Japanese Subsocial Shield Bug vs Rhinoceros Stag Beetle
Side-by-side species comparison
| Attribute | Japanese Subsocial Shield Bug | Rhinoceros Stag Beetle |
|---|---|---|
| Scientific Name | Parastrachia japonensis | Odontolabis gazella |
| Order | Hemiptera | Coleoptera |
| Family | Parastrachiidae | Lucanidae |
| Size | 10-14 mm | 35-80 mm |
| Habitat | Forests | Forests |
| Diet | Seed Feeders | Wood Feeders |
| Regions | Japan | Southeast Asia (Thailand, Vietnam, Malaysia, Laos, Myanmar) |
| Conservation | Not Evaluated | Least Concern |
Japanese Subsocial Shield Bug
A subsocial shield bug where mothers carry drupes of a specific tree to their underground nests to feed their nymphs.

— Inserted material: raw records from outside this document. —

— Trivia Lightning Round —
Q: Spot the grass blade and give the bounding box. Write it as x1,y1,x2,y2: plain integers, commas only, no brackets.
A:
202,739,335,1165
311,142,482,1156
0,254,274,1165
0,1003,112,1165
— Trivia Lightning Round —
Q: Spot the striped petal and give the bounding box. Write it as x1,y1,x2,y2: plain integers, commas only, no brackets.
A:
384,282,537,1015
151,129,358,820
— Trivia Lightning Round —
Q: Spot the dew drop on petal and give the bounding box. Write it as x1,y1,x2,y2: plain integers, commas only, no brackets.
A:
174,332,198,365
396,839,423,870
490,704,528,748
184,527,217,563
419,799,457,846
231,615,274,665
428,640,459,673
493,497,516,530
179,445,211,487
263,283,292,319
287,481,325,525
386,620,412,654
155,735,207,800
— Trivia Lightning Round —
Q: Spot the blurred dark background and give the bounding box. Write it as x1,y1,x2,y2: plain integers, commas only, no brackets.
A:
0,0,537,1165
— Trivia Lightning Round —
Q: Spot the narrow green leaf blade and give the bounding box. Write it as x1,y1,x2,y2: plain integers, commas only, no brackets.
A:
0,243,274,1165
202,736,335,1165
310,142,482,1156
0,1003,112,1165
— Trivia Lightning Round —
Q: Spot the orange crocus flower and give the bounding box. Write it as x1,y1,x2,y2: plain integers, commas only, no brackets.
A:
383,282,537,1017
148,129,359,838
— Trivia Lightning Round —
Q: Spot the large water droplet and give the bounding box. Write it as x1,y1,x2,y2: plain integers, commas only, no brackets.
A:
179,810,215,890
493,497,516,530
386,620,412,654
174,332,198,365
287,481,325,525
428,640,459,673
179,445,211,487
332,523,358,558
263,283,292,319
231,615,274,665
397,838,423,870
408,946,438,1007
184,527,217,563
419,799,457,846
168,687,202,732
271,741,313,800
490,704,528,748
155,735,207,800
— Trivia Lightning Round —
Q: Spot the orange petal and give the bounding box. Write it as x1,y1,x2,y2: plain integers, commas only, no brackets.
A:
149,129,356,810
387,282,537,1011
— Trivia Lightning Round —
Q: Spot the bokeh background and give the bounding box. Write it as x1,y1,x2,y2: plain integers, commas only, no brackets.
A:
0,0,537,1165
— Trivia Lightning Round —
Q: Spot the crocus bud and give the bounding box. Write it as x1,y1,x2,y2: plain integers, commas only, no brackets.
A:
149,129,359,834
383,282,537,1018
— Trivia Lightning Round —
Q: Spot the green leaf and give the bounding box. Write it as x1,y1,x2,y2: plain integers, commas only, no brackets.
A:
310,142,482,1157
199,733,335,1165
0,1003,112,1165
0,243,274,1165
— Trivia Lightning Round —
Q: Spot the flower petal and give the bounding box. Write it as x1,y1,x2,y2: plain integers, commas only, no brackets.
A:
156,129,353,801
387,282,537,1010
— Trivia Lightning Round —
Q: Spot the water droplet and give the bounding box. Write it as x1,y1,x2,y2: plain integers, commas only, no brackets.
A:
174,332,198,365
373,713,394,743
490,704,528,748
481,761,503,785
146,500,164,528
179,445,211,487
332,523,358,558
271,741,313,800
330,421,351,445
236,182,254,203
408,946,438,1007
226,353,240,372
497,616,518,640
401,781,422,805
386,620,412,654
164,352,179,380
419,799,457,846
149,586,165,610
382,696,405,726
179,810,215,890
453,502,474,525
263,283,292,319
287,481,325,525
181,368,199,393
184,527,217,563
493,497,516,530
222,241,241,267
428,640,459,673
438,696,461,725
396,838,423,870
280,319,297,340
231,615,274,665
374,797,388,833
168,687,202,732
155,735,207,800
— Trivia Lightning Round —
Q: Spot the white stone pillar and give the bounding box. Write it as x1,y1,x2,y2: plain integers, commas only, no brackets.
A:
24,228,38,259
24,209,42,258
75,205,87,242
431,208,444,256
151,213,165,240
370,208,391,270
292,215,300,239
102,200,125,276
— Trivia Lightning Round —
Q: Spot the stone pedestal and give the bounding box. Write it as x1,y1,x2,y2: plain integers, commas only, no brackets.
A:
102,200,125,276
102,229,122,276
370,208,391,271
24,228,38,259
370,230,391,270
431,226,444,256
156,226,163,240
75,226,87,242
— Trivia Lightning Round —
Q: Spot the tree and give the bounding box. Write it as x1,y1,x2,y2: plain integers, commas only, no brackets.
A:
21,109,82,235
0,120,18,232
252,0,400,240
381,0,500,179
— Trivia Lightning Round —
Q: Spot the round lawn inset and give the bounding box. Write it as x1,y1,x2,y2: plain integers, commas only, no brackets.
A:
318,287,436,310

This provisioning behavior is exceptionally rare among true bugs.
Did You Know?
Mothers repeatedly leave the burrow to collect and carry fruit back to their young, one of the only true bugs to provision offspring.
Rhinoceros Stag Beetle
A medium to large stag beetle with orange-brown elytra and a black head and thorax. Males exist in three distinct forms: large-mandibled, medium, and small-mandibled, each with different fighting strategies.
Did You Know?
The three male forms use entirely different reproductive strategies: large males fight, medium males sneak, and small males employ rapid mating tactics.